I have to run many instances of PostgreSQL in different jails. And it seems it's not currently possible to run PostgreSQL in a jail without setting sysvipc_allow="YES" in the jail config.

(Or is it? I stumbled onto this: https://bugs.freebsd.org/bugzilla/show_bug.cgi?id=48471 where someone is apparently proposing a patch implementing private IPC for every jail. This would be completely awesome if this was added to the base system but it doesn't seem to be the case.)

Well, so, I have to use many jails with sysvipc_allow="YES". If I had the choice, I would choose to use MySQL to avoid all this, but unfortunately, this is not an option for this project.

I don't really understand how SysV IPC work and what's its relation to jails. I'd like to understand this. And I'd like to know what I can do to minimize the risks of crashes, races, and security issues (even if I understand it can't be perfect).

I read some posts saying shared memory has some relation with a process's owner's UID. I have no clue how that works. Do I have to make sure all the UIDs in each jails and in the host are different? For example, should I give each root user in each jail a different UID? Would that even work without the system crashing?
I read some people set a distinct port for the PostgreSQL server of each jail. Why do they do that?

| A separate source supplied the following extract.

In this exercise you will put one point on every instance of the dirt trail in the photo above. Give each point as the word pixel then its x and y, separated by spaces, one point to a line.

I hope I didn't ask too many question. I'd be happy to read any view you have on this.


----------



## quintessence (Nov 30, 2015)

Hello,
https://www.freebsd.org/doc/en_US.ISO8859-1/books/arch-handbook/jail-restrictions.html
Also you can run all your instances in only single jail.


----------



## junovitch@ (Nov 30, 2015)

The technical background is explained in quintessence's link above.  The end user visible aspect of this is you will have to ensure that the pgsql user's UID in each jail is unique rather than using the default of 70.  Else with SysV IPC the different PostgreSQL databases all using 70 will conflict even though they are in jails because of the current limitation of how SyS V IPC is implemented.


----------